Che senso ha, in questa tragedia di macerie morali, istituzionali, culturali, economiche, e infine sociali (dove ogni giorno si toglie qualche euro a chi non arriva a fine mese, per coprire d’oro diadochi e lacchè del narcisocrate di Arcore), fingere che il disimpegno dal momento elettorale ci renda vestali dell’autonomia dei movimenti? È vero esattamente il contrario.

La società civile (Snoq ci è servito come positivo punto di partenza, il discorso riguarda tutti i movimenti, in atto e potenziali) non può più influire sulla politica se non partecipando direttamente. Senza di che, la propria rivendicata autonomia sarebbe solo vestibolo d’impotenza.

Il variegato mondo della cittadinanza attiva (bollata come “antipolitica” benché in realtà voglia più politica, ma radicalmente diversa da quella degli attuali partiti, anche di opposizione) deve perciò decidere COME partecipare, non SE. Ma con l’attuale legge elettorale, partecipare significa essere componente di una delle due coalizioni principali.

Ecco perché considero necessario che alle prossime elezioni vi siano una o più liste di società civile accanto ai partiti del centro-sinistra e con pari dignità. Più d’una, probabilmente, perché diverse sono le sensibilità (e radicalità) circolate nelle lotte, e tutte devono avere rappresentanza. La “porcata” (solo) da questo punto di vista è un vantaggio: dentro una coalizione, anche un risultato con percentuale minima non risulta sprecato.

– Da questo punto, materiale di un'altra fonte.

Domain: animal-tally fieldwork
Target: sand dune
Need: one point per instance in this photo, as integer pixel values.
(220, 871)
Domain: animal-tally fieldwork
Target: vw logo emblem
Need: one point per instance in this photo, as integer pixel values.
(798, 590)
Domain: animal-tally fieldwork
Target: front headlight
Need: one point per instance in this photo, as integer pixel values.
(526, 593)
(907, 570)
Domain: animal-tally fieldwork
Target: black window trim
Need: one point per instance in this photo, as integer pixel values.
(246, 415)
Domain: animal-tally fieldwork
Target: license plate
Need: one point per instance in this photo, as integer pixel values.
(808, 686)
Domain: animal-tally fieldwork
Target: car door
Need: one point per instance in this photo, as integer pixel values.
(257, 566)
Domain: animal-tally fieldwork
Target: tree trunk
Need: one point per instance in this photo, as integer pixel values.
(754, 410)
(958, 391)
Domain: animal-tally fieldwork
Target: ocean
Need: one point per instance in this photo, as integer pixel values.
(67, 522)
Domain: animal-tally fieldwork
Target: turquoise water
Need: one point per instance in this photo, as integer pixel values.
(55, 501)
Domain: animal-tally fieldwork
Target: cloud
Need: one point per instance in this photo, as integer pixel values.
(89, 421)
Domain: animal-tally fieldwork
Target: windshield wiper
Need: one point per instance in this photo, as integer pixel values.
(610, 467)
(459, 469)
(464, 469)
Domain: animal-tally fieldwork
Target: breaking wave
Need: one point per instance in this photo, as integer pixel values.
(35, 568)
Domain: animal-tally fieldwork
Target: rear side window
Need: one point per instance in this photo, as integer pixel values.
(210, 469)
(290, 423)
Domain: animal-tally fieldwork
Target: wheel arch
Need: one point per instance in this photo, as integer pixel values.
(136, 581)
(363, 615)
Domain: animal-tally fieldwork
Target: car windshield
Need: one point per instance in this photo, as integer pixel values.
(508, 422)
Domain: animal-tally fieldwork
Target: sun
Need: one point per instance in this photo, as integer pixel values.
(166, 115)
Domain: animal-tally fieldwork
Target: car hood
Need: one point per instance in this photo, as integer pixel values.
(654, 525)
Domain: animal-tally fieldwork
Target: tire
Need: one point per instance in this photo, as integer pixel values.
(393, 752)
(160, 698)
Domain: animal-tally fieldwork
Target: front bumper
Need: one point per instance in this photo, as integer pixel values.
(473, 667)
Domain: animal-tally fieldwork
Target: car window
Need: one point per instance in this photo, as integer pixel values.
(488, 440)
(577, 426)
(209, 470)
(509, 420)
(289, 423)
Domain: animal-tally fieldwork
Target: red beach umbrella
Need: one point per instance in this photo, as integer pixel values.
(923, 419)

Liste di cittadini senza partito, che giurino di fare i parlamentari per una sola legislatura. Liste che in più punti saranno in dissonanza tra loro e soprattutto con il Pd e gli altri partiti, di modo che il programma di governo nascerà dai risultati concorrenziali che usciranno dalle urne (ma anche a destra è così).

Non cominciare a discuterne TUTTI INSIEME e SUBITO sarebbe, mi sembra, irresponsabile e suicida.